"When friends come from afar, isn't it a delight?" said Confucius some 2,500 years ago. If the great thinker were still alive today, he would have been delighted to see that people from across the world have gathered in his hometown, discussing the value of Confucianism while exploring the path toward a harmonious world.
The Third Nishan Forum on World Civilizations was held in Ji-nan in Shandong province over three days last week. The conference, with a theme of "common human ethics amid different beliefs," attracted some 130 experts and academics on philosophy, theology, religious and cultural studies from different cultural backgrounds.
Participants agreed that the wisdom of traditional Chinese culture, especially the teachings of Confucius, can greatly contribute to problem-solving in modern times.
Xu Jialu, president of the organizing committee, says the root cause of the crisis shared by human beings nowadays is the distortion of moral values and overlooking of the importance of ethics.
It is of primary importance to establish a new common set of ethics for mankind which is based on such values as equality, respect, friendliness and common prosperity, he says.
Xu, the retired vice-chairman of the Standing Committee of the National People's Congress and a renowned Confucian scholar, says Confucian cosmic views of unity with nature, social views of harmony in diversity, and values of taking benevolence as one's own responsibility conform to the laws of nature and development of humankind.
Fred Dallmayr, a US professor from the University of Notre Dame and co-chair of the World Public Forum, says that since the Renaissance, there has been a tendency in the West to emphasize individualism.
Meanwhile, in Confucian teaching, there is no isolated being, and people live in all kinds of relationships.
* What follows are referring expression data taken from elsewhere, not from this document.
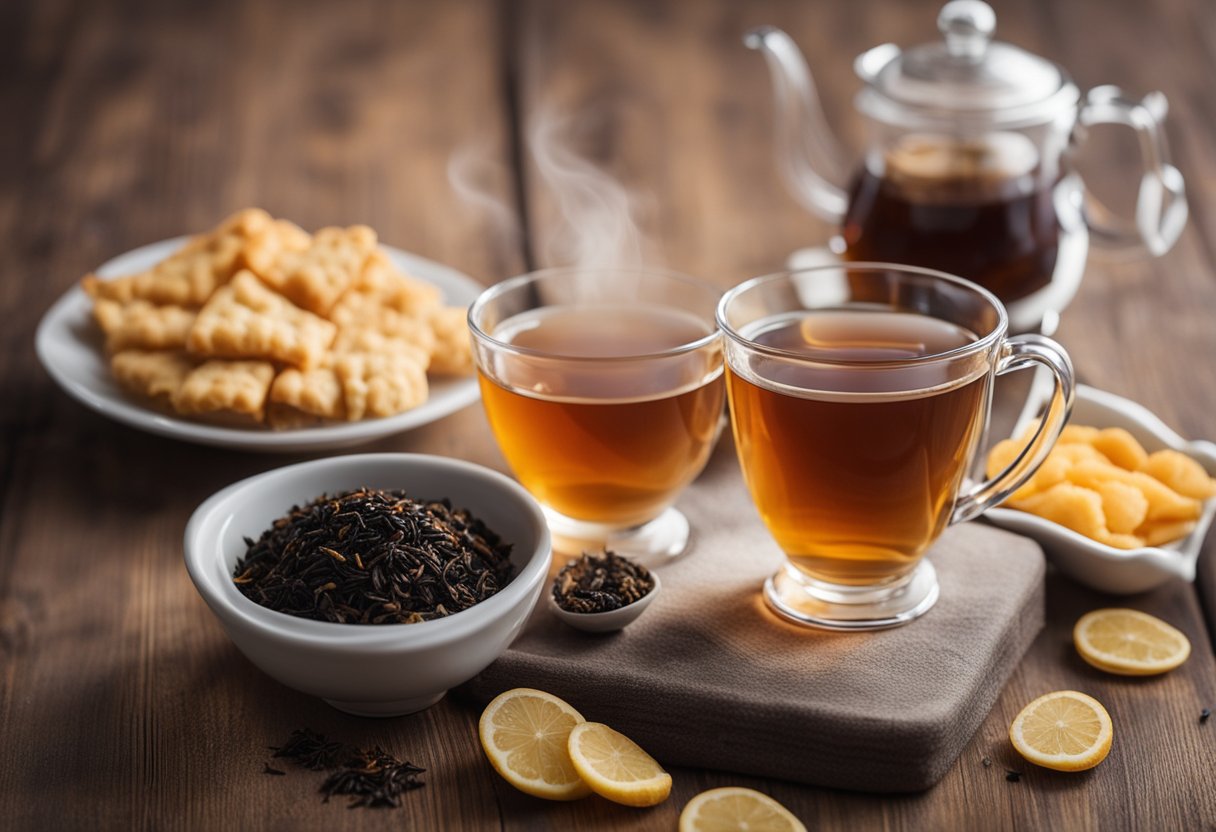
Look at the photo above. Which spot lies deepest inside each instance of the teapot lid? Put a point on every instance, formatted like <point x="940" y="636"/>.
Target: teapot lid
<point x="966" y="74"/>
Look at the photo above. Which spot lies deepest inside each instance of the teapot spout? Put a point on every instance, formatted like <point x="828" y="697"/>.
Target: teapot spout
<point x="808" y="153"/>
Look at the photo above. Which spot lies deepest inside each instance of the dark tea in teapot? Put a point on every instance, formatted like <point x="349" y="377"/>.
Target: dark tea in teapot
<point x="978" y="208"/>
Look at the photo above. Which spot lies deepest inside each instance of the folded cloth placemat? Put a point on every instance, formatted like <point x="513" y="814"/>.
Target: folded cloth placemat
<point x="708" y="676"/>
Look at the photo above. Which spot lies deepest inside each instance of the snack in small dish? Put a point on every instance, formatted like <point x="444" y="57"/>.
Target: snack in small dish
<point x="353" y="335"/>
<point x="1101" y="483"/>
<point x="1098" y="565"/>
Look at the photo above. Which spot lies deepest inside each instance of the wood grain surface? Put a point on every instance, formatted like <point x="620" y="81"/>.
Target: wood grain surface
<point x="122" y="702"/>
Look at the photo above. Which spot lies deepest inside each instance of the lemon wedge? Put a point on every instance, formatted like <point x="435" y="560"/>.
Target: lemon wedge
<point x="615" y="766"/>
<point x="1064" y="730"/>
<point x="733" y="809"/>
<point x="524" y="735"/>
<point x="1129" y="642"/>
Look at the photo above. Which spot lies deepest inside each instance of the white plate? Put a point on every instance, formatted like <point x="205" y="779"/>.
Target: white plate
<point x="1102" y="567"/>
<point x="69" y="346"/>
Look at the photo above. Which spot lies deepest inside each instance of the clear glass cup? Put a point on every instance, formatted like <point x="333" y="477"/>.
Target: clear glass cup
<point x="859" y="395"/>
<point x="603" y="388"/>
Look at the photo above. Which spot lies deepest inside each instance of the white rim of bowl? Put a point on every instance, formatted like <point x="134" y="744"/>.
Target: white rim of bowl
<point x="208" y="523"/>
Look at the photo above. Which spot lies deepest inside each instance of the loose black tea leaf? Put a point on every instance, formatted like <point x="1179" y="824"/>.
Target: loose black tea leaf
<point x="375" y="779"/>
<point x="373" y="557"/>
<point x="313" y="751"/>
<point x="600" y="583"/>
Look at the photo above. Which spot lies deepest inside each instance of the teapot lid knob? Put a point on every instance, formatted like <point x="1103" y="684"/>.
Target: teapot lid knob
<point x="968" y="27"/>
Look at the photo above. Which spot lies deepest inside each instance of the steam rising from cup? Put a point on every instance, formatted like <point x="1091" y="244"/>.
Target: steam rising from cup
<point x="592" y="218"/>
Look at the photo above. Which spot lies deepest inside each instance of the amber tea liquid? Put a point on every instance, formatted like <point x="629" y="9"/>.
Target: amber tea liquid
<point x="853" y="476"/>
<point x="980" y="211"/>
<point x="604" y="444"/>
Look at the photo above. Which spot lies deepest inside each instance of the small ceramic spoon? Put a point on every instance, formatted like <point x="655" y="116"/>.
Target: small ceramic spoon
<point x="611" y="620"/>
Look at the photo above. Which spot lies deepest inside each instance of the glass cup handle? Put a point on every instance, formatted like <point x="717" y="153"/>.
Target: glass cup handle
<point x="1019" y="353"/>
<point x="1161" y="200"/>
This sense of interaction can foster the merits of tolerance, generosity and respect, which can help people overcome their hostility toward others, Dallmayr suggests.
The view is echoed by Roger T. Ames, a professor at the University of Hawaii who has translated ancient Chinese classics including The Analects and The Art of War into English.
"All the problems we have today including climate change, pandemics, and population explosion are problems without boundaries which cannot be solved singlehandedly," he says, urging different countries to address the issues together.
Jean-Christophe Bas, former senior adviser to the UN's Alliance of Civilizations, says what he values most about Confucianism is the sense of moderation.
In his view, one of the greatest challenges in the world today is radicalization and many people see the world in black and white, while Confucian teaching on moderation can help people focus more on reaching agreements while acknowledging differences.
The "clash of civilizations" proposed by political scientist Samuel Huntington 19 years ago is actually a clash of ignorance, Bas says.
The Nishan Forum has given such a chance to young people by hosting a cultural conference for doctoral students from different countries.
Bai Lin, a Jewish student pursuing a PhD in religious studies at Shandong University in Jinan, says, "Although I am a Judaist, I read the Bible and Confucius' Analects to absorb wisdom and strength when I am frustrated."
Named after Nishan Mountain where Confucius is believed to have been born, the Nishan Forum came into being in September 2010 after Xu Jialu spent nearly three years working to establish it as China's first high-level spiritual dialogue.
The first and second forums, focusing on building harmony amid diversity, were held in 2010 and 2012 in Shandong province. Organizers have also strived to strengthen the forum's overseas presence, hosting the Paris Nishan Forum at the UNESCO headquarters in April 2012 and the New York Nishan Forum at the UN headquarters in November that year.